These numbers are not a bad ratio. But what happens is that the diet severely limits your ability to eat avocados, nuts, seeds and other high calorie dense raw foods. The main focus becomes tons of salads and tons of fruits. In fact, the bulk of the diet is made up with fruits.

Think mangos, bananas, papaya etc. The tropical fruits which are yummy, sweet and higher in calories than other fruits like apples and pears. Though all fruits are allowed and enjoyed.

Dinner will often consist of a huge salad with lots of raw veggies on it. This type of raw vegan diet the 80 10 10 diet seems to have a lot of adherents and maintains a loyal following. It is however made up of large quantities of food. You’re eating a dozen or more bananas, several other fruits and heads of lettuces and other veggies.

It is also very expensive and not appropriate for most of us. But if you want to do this then this kind of raw vegan diet is perhaps the safest and healthiest. So long as you supplement with vitamin B12 an vitamin D.

The problem with raw veganism or why you shouldn’t go raw vegan
I’ve alluded to some of the problems with the raw vegan diet above. It can be hard to hit the sweet spot with getting sufficient calories at reasonable prices while still enjoying your food and not becoming a slave to eating all the time.

But most of us will fail at this. And that doesn’t mean you are lacking moral fiber or character. Not at all. It’s just that I don’t believe the raw vegan diet is the best diet for us. Including beans and grains – which can’t be had in the raw diet unless sprouted – is one of life’s many joys.

Not only do beans and grains provide a good amount of calories but they are also made into some of our most beloved foods. Bread, tofu, soy milk, soy ice cream, vegan meat analogues etc. And what about the beloved potato? I could never give up my beloved baked potato.

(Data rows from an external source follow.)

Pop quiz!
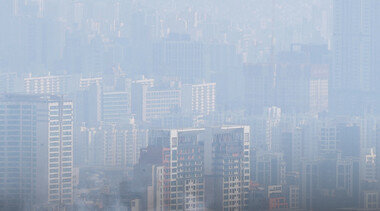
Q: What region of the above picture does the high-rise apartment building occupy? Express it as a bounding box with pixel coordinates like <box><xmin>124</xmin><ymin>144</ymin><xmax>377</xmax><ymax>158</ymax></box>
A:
<box><xmin>205</xmin><ymin>126</ymin><xmax>250</xmax><ymax>210</ymax></box>
<box><xmin>140</xmin><ymin>126</ymin><xmax>250</xmax><ymax>210</ymax></box>
<box><xmin>181</xmin><ymin>83</ymin><xmax>216</xmax><ymax>115</ymax></box>
<box><xmin>0</xmin><ymin>94</ymin><xmax>73</xmax><ymax>210</ymax></box>
<box><xmin>0</xmin><ymin>95</ymin><xmax>47</xmax><ymax>210</ymax></box>
<box><xmin>24</xmin><ymin>73</ymin><xmax>75</xmax><ymax>95</ymax></box>
<box><xmin>48</xmin><ymin>98</ymin><xmax>74</xmax><ymax>206</ymax></box>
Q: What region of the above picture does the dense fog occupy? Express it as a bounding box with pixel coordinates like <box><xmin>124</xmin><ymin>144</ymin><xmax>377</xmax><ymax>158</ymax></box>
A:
<box><xmin>0</xmin><ymin>0</ymin><xmax>380</xmax><ymax>211</ymax></box>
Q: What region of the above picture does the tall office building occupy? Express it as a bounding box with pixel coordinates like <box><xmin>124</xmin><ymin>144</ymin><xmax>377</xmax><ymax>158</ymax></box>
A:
<box><xmin>132</xmin><ymin>79</ymin><xmax>181</xmax><ymax>122</ymax></box>
<box><xmin>153</xmin><ymin>34</ymin><xmax>204</xmax><ymax>83</ymax></box>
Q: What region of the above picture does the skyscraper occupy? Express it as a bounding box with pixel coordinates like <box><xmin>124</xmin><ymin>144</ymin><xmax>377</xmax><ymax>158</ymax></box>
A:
<box><xmin>330</xmin><ymin>0</ymin><xmax>380</xmax><ymax>114</ymax></box>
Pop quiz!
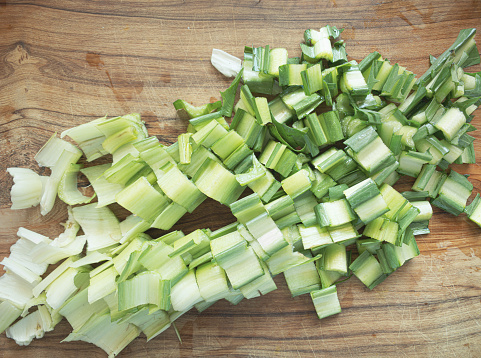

Food is not only health promoting but nourishing to our very souls and emotional well being. Cooked food is an important part of the diet.

It is also cheaper to eat a vegan diet that includes cooked foods like grain and bean products. And what about social occasions?

Eating a raw vegan diet will find you self ostracized from enjoying many dining out experiences that don’t involve your own insular raw vegan tribe.


By all means enjoy raw foods and eat them in abundance. But don’t limit yourself to those solely. This the key to the kingdom of vegan health and abundance. Eat and be merry.